La campagna utilizza lo spoofing delle icone e documenti di Word dannosi per consegnare implant basati su Rust in grado di eseguire operazioni di comando e controllo asincrone, analisi anti-analisi, persistenza del registro e espansione modulare delle capacità post-compromissione.
Conseguenze e impatto
L’introduzione di implant basati su Rust rappresenta un’evoluzione significativa delle tecniche di attacco di MuddyWater, che in passato si è affidato a PowerShell e VBS loader per l’accesso iniziale e le operazioni post-compromissione.

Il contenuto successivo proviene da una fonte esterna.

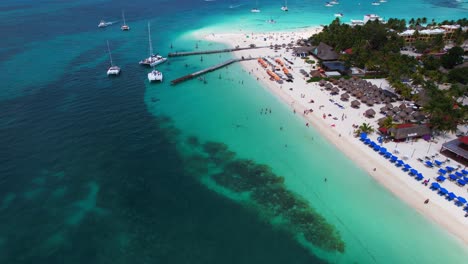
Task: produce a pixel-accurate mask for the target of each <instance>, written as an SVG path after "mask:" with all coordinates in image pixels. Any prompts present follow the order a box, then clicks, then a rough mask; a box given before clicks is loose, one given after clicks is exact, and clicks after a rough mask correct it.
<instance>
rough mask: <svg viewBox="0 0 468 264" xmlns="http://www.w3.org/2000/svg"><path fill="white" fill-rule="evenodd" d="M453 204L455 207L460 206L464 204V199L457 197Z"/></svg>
mask: <svg viewBox="0 0 468 264" xmlns="http://www.w3.org/2000/svg"><path fill="white" fill-rule="evenodd" d="M455 203H456V205H458V206H461V205H463V204H466V199H465V198H464V197H461V196H458V197H457V201H456V202H455Z"/></svg>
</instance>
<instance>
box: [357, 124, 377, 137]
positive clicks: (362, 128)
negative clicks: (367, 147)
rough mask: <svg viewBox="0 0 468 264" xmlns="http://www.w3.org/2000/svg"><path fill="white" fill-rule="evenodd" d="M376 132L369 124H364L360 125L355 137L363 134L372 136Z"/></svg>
mask: <svg viewBox="0 0 468 264" xmlns="http://www.w3.org/2000/svg"><path fill="white" fill-rule="evenodd" d="M374 131H375V130H374V128H373V127H372V126H371V125H370V124H369V123H362V125H360V126H359V127H358V129H356V130H355V131H354V135H355V136H359V135H360V134H361V133H367V134H369V135H370V134H372V133H374Z"/></svg>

La nuova strategia di utilizzare implant basati su Rust offre una maggiore struttura, modularità e capacità di ridurre il rumore, rendendo gli attacchi più difficili da rilevare e contrastare. È importante notare che MuddyWater è stato operativo dal 2017 e è considerato affiliato al Ministero dell’Intelligence e della Sicurezza dell’Iran (MOIS).